REVEL - Como a Análise do Discurso estuda, hoje, discursos distantes do contexto político ideológico (patologias da linguagem, diferentes estruturações psíquicas,  textos literários, etc.)?
Maingueneau - Esta é uma questão gigantesca. Já faz um bom tempo que a AD estuda os discursos bem distantes do espaço político. De fato, desde o início, mesmo na França, muita gente não trabalha com o discurso político. Eu não creio que Michel Foucault, por exemplo, se interessou por esse tipo de corpus. Além disso, não podemos confundir a análise do discurso político e a análise política do discurso, que pode levar em conta textos que não revelam o discurso político; este último é, aliás, praticado no mundo inteiro hoje em dia, particularmente com as correntes da “critical discourse analysis”.

O problema é que o empreendimento mais visível da AD na França foi aquele conduzido em torno de Michel Pêcheux e a revista Langages ; à época, essa atitude inspirou ao mesmo tempo Althusser e Lacan, que estava animado por um projeto marxista de transformação da sociedade que tinha um sentido profundamente político. Nós podíamos então ter a impressão de que a AD estava estreitamente ligada ao estudo do discurso político. Mais uma vez, nós retornamos à questão da origem da AD. Se nós pensarmos que este empreendimento de M. Pêcheux fundou a AD, a questão do discurso político é essencial. Se, ao contrário, nós considerarmos que este empreendimento não foi mais do que um foco de desenvolvimento da AD, então não há por que se perguntar por que e como se trabalha com outros corpus que não sejam os corpus políticos.

Há um segundo aspecto na sua questão que merece comentário: vocês mencionam os trabalhos sobre a literatura, a cognição, as patologias da linguagem. Efetivamente, esses domínios, e vários outros, são hoje o objeto de numerosos trabalhos que reclamam uma problemática do discurso. Mas todo o problema é saber se uma problemática do discurso substitui necessariamente a AD. De minha parte, eu faço habitualmente uma distinção entre os estudos sobre o discurso (“discourse studies” dos anglo-saxões) e as diversas disciplinas do discurso. A AD é uma dessas disciplinas, que tem um ponto de vista específico sobre o discurso.
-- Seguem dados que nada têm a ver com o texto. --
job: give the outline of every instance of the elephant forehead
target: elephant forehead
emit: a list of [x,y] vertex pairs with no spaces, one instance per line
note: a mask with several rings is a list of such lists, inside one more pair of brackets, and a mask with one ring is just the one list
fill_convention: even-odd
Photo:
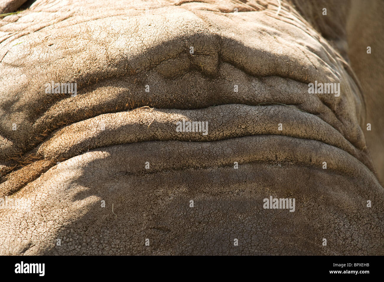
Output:
[[37,1],[0,64],[0,253],[382,253],[359,86],[283,1]]
[[[6,17],[3,155],[84,116],[224,103],[303,105],[363,149],[362,104],[345,62],[289,6],[276,15],[277,3],[202,3],[218,11],[188,2],[38,1],[17,20]],[[309,94],[315,81],[340,83],[342,94]],[[49,83],[76,83],[77,96],[46,93]]]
Nessa perspectiva, o mesmo tipo de corpus pode ser estudado através de diversas disciplinas.



REVEL - O senhor poderia indicar algumas obras sobre Análise do Discurso, para que nosso leitor pudesse se aprofundar no assunto?
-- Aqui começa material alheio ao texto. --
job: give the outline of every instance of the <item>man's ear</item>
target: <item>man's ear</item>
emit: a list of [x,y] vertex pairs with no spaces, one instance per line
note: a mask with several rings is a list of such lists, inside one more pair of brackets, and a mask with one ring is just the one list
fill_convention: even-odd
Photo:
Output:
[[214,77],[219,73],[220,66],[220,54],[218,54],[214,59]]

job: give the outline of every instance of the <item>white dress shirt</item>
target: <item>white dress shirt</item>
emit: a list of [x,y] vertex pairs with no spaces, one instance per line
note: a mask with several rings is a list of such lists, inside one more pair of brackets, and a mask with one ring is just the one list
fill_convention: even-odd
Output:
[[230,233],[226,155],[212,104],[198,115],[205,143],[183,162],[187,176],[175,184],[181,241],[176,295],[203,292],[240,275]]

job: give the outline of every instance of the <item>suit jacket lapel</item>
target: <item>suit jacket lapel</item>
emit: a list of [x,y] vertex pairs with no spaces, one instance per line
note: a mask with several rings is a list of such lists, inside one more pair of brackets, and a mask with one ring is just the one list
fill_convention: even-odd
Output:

Maingueneau - Sua pergunta é embaraçosa, porque não é um segredo para ninguém que a AD é um espaço extremamente diversificado. Alguns se contentam com uma definição minimalista: não hesitam em chamar “análise do discurso” não importa qual o estudo que esteja relacionado com as unidades transfrásicas consideradas em seu contexto social. Nessas condições, é difícil ver qual a obra poderia oferecer uma síntese do que seria “a” AD. Existe, em cada corrente, autores importantes cujo pensamento é necessário conhecer, mesmo se não pertencemos à mesma corrente que eles.
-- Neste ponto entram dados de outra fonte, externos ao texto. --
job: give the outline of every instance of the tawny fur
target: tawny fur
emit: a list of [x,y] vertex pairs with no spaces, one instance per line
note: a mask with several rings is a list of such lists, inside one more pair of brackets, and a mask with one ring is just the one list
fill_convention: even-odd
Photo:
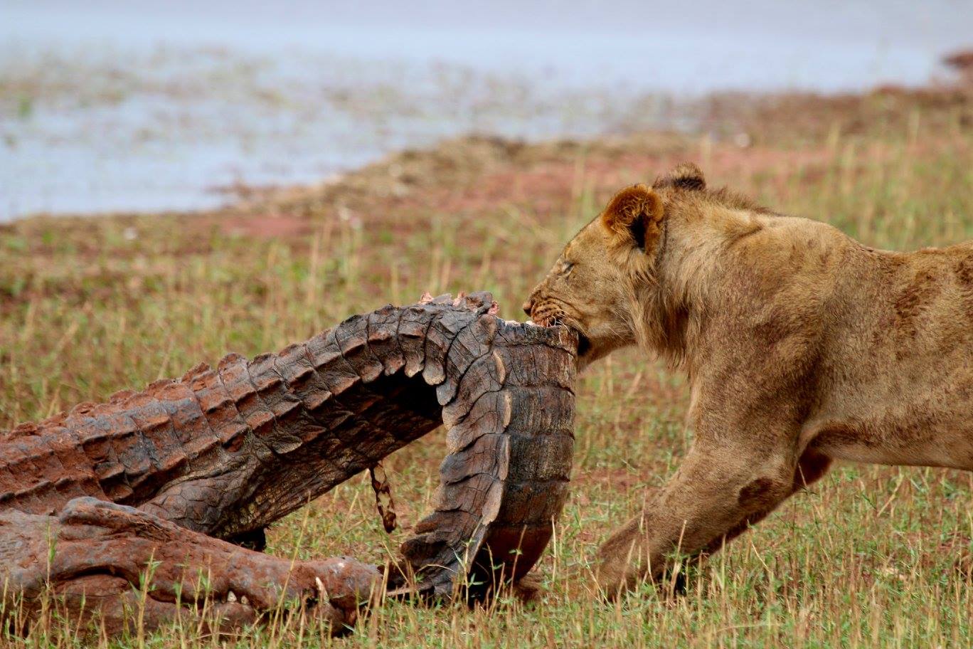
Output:
[[833,459],[973,470],[973,242],[875,250],[677,167],[623,190],[525,310],[688,375],[694,444],[598,552],[609,595],[712,552]]

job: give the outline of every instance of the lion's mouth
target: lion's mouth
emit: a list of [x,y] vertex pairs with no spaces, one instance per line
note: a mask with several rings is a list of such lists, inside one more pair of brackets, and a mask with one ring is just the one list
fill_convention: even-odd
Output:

O único conselho que posso dar é bem modesto: utilizar o “Dictionnaire d'analyse du discours”, traduzido recentemente em português [“Dicionário de Análise do Discurso”. São Paulo: Contexto, 2004], que eu co-dirigi com P. Charaudeau e que mobilizou cerca de vinte colaboradores. É de fato um instrumento de trabalho que não reflete uma doutrina, mas se esforça por dar uma idéia da diversidade das pesquisas feitas em AD.